From:Christian Lerrahn (lis@penpal4u.net)
Date:Apr 2, 2006 11:33:37 pm
List:net.sourceforge.lists.courier-maildrop

Hi Thorsten,

Let's say I want to filter out all emails coming from ab@def.com. I tried the following.

/From:\s+.*abc@def\.com/ /From: *ab@def.com/

[snip]

Matching mail adresses is not trivial. Friedl has a regex for this in his book which is one solid page long. Others say it can't be done at all.

Why is that such a problem? It can be easily done in procmail.

What regex?

One of the reasons is that adresses have recursive elements, regexes don't. Also, things like ab@def.com <xy@axample.com> tend to be interesting.

Why are the examples in the maildrop documentation not working? At least one of the examples I gave was from the docs.

Which one?

man 7 maildropex gives the example

if (/^From: *boss@domain\.com/ \ && /^Subject:.*[:wbreak:]project status[:wbreak:]/) { cc "!john" to Mail/project }

This is essentially the same as what I tried, just that the . is escaped and there's a second rul.

Anyway, for the case you mention above, try /^From:.*?ab@def.com$/.

Ok, I'll try that.
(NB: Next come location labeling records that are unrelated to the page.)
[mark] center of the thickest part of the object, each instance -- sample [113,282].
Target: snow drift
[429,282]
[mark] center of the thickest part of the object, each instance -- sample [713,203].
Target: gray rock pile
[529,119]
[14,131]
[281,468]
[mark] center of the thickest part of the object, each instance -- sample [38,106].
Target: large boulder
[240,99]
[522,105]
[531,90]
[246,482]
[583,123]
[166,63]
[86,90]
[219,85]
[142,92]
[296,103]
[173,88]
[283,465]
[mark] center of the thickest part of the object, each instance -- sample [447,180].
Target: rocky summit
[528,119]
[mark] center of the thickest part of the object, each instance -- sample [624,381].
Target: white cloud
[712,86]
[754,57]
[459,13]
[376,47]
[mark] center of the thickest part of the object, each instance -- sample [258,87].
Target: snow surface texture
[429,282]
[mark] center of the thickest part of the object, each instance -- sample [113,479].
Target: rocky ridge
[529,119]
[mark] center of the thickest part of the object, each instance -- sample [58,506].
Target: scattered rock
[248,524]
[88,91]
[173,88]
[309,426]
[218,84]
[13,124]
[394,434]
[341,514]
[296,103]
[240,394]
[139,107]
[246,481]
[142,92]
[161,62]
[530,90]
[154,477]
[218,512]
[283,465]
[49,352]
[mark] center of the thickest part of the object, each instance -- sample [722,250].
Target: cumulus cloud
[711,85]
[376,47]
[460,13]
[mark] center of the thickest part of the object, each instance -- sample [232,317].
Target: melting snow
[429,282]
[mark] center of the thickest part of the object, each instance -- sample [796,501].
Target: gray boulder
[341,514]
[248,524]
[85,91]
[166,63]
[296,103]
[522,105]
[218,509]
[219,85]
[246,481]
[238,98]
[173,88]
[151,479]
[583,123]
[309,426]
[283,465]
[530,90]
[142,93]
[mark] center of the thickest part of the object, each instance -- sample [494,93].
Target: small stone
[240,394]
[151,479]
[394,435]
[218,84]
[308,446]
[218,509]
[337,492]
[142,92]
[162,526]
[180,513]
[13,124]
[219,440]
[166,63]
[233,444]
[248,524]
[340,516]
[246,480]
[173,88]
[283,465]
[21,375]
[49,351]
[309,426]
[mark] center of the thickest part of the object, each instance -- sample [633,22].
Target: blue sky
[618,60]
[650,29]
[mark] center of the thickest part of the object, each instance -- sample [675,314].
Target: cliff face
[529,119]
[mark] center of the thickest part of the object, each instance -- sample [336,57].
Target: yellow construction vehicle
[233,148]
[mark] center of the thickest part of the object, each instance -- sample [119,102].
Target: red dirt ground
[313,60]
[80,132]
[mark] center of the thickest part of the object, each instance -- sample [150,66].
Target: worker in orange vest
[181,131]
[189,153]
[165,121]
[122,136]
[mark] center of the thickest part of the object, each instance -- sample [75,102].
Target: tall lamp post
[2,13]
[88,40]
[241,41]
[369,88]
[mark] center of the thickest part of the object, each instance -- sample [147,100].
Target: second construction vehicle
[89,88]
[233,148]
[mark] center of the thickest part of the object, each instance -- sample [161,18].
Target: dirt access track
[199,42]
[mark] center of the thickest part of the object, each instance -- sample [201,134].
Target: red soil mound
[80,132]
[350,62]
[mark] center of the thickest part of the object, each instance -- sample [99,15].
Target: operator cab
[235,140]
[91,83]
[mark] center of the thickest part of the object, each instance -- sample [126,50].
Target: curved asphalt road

But why does the .* have to be greedy?

It ain't. The ? makes it explicitly ungreedy. (I guess, I never actually used the later versions of Maildrop.)

In Perl you would only have to use greedy matching if there are several occurrences of what is behind that pattern. This is not the case here.

It should work either way in this case, but ungreedy pattern tend to be cheaper.

Sorry. I was only confusing the two things. Of course, this is ungreedy matching. However, greedy matching didn't seem to work and I have no clue why this should be about greedy or not.

And shouldn't it be /^From:.*?ab@def.com.*?$/ then? Otherwise, the ">" at the end of the address would still be a problem wouldn't it?

True, just leave out the closing $.

Ok. I had guessed that. However, I haven't got it working so far. But I'll go on experimenting a bit.